Pristina (Komuna e Prishtinës)
Pristina or Prishtina (Prishtina or Prishtinë, ; Приштина / Priština), is the capital of Kosovo. The city has a majority Albanian population, alongside other smaller communities. With a municipal population of 204,721 inhabitants (2016), Pristina is the second-largest city in the world with a predominantly Albanian-speaking population, after Albania's capital, Tirana. Within Serbia, it would be the 4th largest. Geographically, it is located in the north-eastern part of Kosovo close to the Goljak mountains.
During the Paleolithic Age, what is now the area of Pristina was envolved by the Vinča culture. It was home to several Illyrian and Roman people at the classical times. King Bardyllis brought various tribes together in the area of Pristina in the 4th century BC, establishing the Dardanian Kingdom. The heritage of the classical era is still evident in the city, represented by ancient city of Ulpiana, that was considered one of the most important Roman cities in the Balkan peninsula. In the Middle Ages, Pristina was an important town in Medieval Serbia and also the royal estate of Stefan Milutin, Stefan Uroš III, Stefan Dušan, Stefan Uroš V and Vuk Branković. Following the Ottoman conquest of the Balkans, Pristina became an important mining and trading center due to its strategic position near the rich mining town of Novo Brdo. The city was known for its trade fairs and items, such as goatskin and goat hair as well as gunpowder. The first mosque in Pristina was built in the late 14th century while under Serbian rule. Tolerance and coexistence of religion and culture has been part of the society for centuries.
Pristina is the most important transportation junction of Kosovo, for air, rail, and roads. The international airport of Pristina is the largest airport of the country and among the largest in the region. A range of expressways and motorways, such as the R6, R7 and R7.1, radiate out the city and connect it to Albania and the Republic of Macedonia.
Pristina is as well as the most essential economic, financial, political and trade center of Kosovo mostly due to its significant location in the center of the country.
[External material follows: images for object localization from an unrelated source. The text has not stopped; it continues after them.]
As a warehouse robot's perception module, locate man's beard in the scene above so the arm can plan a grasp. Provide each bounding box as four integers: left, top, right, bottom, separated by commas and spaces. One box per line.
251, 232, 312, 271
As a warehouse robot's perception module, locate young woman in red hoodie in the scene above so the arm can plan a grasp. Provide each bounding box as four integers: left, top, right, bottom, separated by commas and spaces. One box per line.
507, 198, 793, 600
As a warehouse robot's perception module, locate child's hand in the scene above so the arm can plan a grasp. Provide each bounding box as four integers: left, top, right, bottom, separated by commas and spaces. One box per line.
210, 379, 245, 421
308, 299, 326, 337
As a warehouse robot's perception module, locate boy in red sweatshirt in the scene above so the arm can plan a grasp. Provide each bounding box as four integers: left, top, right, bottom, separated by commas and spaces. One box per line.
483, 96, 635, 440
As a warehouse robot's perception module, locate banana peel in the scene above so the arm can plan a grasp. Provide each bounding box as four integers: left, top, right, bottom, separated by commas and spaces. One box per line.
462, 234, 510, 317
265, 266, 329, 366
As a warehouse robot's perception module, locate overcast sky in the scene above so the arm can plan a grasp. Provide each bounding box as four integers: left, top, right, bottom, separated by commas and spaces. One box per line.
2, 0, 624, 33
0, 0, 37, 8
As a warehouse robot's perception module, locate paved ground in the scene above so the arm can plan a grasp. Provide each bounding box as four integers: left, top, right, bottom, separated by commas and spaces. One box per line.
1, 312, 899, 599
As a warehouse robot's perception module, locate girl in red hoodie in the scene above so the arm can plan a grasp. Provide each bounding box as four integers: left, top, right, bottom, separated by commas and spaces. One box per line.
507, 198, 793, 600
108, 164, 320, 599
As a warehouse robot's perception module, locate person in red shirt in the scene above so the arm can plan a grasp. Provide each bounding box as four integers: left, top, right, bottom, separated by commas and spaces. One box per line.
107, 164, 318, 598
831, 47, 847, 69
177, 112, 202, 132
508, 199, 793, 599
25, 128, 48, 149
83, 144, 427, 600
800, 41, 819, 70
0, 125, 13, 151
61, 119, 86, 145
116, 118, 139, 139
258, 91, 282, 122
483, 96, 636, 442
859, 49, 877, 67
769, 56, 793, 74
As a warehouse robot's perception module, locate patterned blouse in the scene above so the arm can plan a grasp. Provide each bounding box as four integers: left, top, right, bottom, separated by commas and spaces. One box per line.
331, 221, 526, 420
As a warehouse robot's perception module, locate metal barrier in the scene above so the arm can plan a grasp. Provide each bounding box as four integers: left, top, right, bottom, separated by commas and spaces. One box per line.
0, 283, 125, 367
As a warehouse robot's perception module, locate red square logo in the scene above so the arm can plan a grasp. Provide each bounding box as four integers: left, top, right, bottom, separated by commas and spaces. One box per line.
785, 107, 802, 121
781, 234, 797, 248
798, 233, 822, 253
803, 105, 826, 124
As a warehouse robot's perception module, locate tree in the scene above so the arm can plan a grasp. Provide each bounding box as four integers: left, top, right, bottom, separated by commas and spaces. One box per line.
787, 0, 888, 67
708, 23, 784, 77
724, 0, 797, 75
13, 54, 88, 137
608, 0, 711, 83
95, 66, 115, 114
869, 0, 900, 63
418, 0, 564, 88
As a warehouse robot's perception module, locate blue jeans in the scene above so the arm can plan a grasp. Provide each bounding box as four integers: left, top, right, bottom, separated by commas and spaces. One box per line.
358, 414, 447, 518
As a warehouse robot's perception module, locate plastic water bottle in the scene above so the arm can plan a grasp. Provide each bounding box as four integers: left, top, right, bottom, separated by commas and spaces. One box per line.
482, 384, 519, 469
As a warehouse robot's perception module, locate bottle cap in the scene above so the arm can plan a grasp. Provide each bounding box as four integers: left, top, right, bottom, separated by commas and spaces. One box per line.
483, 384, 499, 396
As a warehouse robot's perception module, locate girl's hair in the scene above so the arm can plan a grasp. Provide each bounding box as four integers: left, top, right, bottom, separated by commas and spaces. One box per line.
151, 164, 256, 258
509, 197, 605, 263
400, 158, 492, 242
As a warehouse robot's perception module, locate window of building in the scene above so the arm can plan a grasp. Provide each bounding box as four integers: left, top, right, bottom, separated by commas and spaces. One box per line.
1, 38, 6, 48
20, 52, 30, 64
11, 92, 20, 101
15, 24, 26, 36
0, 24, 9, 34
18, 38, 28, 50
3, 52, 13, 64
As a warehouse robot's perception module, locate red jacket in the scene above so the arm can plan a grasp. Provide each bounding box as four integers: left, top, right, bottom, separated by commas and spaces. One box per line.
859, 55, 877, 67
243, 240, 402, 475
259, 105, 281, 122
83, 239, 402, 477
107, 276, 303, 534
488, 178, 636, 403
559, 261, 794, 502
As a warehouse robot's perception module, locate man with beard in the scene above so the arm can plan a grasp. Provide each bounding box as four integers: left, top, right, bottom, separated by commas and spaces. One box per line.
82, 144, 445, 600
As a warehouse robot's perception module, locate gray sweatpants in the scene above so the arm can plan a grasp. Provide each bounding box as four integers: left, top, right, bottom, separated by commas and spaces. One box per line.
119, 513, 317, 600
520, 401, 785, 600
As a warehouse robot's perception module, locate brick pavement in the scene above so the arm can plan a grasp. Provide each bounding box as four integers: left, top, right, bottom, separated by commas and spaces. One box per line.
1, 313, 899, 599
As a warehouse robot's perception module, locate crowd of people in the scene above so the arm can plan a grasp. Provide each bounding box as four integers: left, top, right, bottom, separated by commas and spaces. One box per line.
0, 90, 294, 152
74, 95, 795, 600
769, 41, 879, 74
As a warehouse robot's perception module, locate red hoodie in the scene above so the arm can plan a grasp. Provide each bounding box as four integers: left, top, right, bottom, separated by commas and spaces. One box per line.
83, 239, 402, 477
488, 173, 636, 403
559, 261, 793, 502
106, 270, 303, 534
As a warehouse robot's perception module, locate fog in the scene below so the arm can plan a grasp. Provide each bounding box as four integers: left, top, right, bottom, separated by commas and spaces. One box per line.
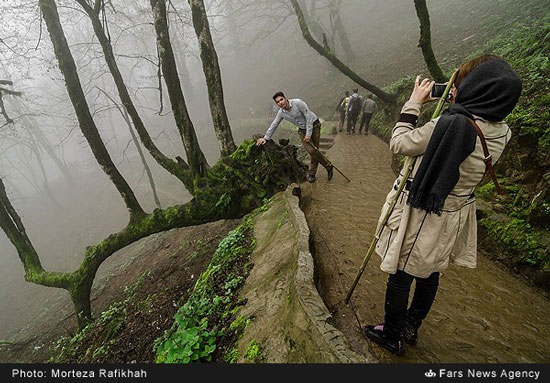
0, 0, 537, 338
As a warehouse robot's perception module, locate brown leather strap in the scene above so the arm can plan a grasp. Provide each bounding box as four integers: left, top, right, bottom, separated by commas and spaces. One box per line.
467, 118, 504, 194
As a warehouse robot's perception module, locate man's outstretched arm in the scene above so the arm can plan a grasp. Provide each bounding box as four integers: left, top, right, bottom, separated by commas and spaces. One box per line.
257, 110, 282, 145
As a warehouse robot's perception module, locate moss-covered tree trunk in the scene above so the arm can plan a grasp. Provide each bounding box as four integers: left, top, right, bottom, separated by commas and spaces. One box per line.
38, 0, 145, 221
1, 139, 306, 329
413, 0, 446, 83
150, 0, 209, 182
1, 177, 90, 328
0, 178, 74, 310
290, 0, 396, 104
188, 0, 237, 157
69, 277, 94, 329
75, 0, 193, 189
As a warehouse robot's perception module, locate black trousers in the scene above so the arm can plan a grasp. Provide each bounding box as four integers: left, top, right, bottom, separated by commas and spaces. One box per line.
347, 112, 359, 132
383, 270, 440, 340
359, 113, 372, 133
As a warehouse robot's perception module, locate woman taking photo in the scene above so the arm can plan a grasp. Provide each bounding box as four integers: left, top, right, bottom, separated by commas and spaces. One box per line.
365, 55, 522, 356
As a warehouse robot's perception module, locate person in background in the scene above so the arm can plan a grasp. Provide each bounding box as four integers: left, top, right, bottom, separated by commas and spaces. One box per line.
346, 88, 363, 134
335, 91, 350, 132
256, 91, 333, 183
359, 94, 377, 134
364, 55, 522, 356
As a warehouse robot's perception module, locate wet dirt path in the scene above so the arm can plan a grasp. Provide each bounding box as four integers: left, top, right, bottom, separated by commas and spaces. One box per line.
301, 131, 550, 363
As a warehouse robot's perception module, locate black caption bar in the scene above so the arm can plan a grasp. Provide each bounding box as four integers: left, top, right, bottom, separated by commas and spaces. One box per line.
2, 363, 548, 382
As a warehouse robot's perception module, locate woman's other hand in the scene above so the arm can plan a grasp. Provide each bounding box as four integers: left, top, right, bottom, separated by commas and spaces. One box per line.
408, 75, 437, 104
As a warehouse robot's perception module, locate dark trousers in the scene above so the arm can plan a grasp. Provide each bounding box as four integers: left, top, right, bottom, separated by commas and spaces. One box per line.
359, 113, 372, 133
298, 122, 329, 175
338, 110, 346, 131
347, 112, 359, 133
383, 270, 440, 340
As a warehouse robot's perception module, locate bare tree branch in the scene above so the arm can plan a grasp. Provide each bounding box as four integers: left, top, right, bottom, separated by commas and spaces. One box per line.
290, 0, 396, 103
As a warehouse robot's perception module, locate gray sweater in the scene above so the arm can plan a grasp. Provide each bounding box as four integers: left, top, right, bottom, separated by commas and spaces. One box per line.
264, 99, 318, 140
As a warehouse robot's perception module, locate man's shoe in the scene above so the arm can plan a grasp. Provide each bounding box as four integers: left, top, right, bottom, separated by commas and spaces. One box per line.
403, 323, 418, 345
307, 174, 316, 183
327, 166, 334, 181
365, 324, 405, 356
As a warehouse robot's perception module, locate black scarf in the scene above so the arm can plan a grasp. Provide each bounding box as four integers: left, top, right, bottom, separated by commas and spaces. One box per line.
407, 58, 522, 215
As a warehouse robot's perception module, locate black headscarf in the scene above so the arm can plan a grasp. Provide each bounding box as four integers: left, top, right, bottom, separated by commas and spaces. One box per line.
406, 58, 522, 215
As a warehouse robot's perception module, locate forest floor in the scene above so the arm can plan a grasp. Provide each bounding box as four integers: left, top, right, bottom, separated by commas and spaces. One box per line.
0, 219, 239, 363
301, 127, 550, 362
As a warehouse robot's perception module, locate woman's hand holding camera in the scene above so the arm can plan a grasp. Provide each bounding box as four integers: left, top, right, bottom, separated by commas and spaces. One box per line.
409, 75, 437, 104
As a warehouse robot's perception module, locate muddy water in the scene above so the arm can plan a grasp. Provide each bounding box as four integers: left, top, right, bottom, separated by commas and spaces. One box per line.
302, 130, 550, 363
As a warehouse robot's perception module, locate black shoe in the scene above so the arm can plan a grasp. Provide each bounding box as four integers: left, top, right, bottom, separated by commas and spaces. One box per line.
307, 174, 316, 183
403, 323, 418, 346
327, 166, 334, 181
365, 324, 405, 356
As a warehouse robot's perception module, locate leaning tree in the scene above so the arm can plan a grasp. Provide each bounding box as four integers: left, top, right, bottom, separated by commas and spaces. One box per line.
289, 0, 397, 103
0, 0, 305, 329
413, 0, 446, 82
291, 0, 448, 102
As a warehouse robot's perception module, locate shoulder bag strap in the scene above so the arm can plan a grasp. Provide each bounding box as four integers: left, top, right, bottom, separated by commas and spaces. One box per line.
467, 117, 504, 194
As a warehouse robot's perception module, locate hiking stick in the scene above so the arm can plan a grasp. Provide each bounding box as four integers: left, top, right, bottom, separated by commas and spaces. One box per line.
344, 70, 459, 304
309, 142, 351, 182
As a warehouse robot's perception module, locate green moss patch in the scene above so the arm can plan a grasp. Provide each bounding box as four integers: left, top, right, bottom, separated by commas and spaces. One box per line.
480, 217, 548, 270
244, 339, 263, 363
154, 200, 272, 363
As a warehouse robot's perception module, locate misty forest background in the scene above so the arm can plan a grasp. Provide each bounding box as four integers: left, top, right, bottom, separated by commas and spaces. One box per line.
0, 0, 549, 363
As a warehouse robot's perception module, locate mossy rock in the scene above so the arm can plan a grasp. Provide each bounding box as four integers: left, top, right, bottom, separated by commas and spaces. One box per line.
193, 139, 307, 218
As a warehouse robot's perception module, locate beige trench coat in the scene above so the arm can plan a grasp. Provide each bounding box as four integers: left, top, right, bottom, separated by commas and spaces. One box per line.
375, 101, 511, 278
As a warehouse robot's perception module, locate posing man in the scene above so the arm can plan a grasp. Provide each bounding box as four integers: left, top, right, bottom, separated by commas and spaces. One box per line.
256, 91, 333, 183
359, 94, 377, 134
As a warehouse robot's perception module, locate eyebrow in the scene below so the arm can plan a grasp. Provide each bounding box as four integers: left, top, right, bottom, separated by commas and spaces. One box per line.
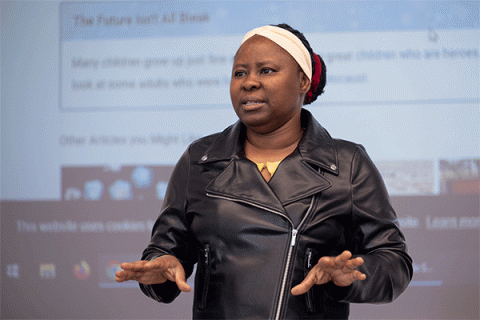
233, 60, 278, 68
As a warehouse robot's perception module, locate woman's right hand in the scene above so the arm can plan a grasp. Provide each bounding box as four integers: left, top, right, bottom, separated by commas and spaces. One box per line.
115, 255, 191, 292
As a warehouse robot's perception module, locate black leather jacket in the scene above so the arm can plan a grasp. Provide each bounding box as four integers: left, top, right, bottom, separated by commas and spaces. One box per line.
140, 109, 412, 319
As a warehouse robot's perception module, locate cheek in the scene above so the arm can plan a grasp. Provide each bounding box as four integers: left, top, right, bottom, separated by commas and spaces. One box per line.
229, 82, 242, 116
278, 77, 303, 104
267, 81, 294, 104
229, 80, 239, 102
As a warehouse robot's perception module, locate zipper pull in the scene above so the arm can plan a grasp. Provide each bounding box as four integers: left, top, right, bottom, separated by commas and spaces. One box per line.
204, 245, 210, 265
307, 250, 313, 268
291, 229, 298, 246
It is the seat of power of the Government of Kosovo, the residences for work of the President and Prime Minister of Kosovo and the Parliament of Kosovo.
The name of the city could be derived from Proto-Slavic dialectal word *pryščina, meaning "spring (of water)", which is also attested in the Moravian dialects of Czech; it is derived from the verb *pryskati, meaning "to splash" or "to spray" (prskati in modern Serbian). The toponym Priština also appears as the name of a hamlet near Teslić in Bosnia and Herzegovina.
Marko Snoj proposes the derivation from a Slavic form *Prišьčь, a possessive adjective from the personal name *Prišьkъ, (preserved in the Kajkavian surname Prišek, in the Old Polish personal name Parzyszek, and in the Polish surname Pryszczyk) and the derivational suffix -ina 'belonging to X and his kin'. The name is most likely a patronymic of the personal name *Prišь, preserved as a surname in Sorbian Priš, and Polish Przybysz, a hypocoristic of the Slavic personal name Pribyslavъ. According to Aleksandar Loma, Snoj's etymology would presuppose a rare and relatively late word formation process.
A false etymology connects the name Priština with the Serbian word prišt (пришт), meaning 'ulcer' or 'tumour', referring to its 'boiling'. However, this explanation cannot be correct, as Slavic place names ending in -ina corresponding either or both to an adjective or the name of an inhabitant lacking this suffix are built from personal names or denote a person and never derive, in these conditions, from common nouns (S NOJ 2007: ''loc. cit.''). The inhabitants of this city call themselves Prishtinali in local Gheg Albanian or Prištevci (Приштевци) in the local Serbian dialect.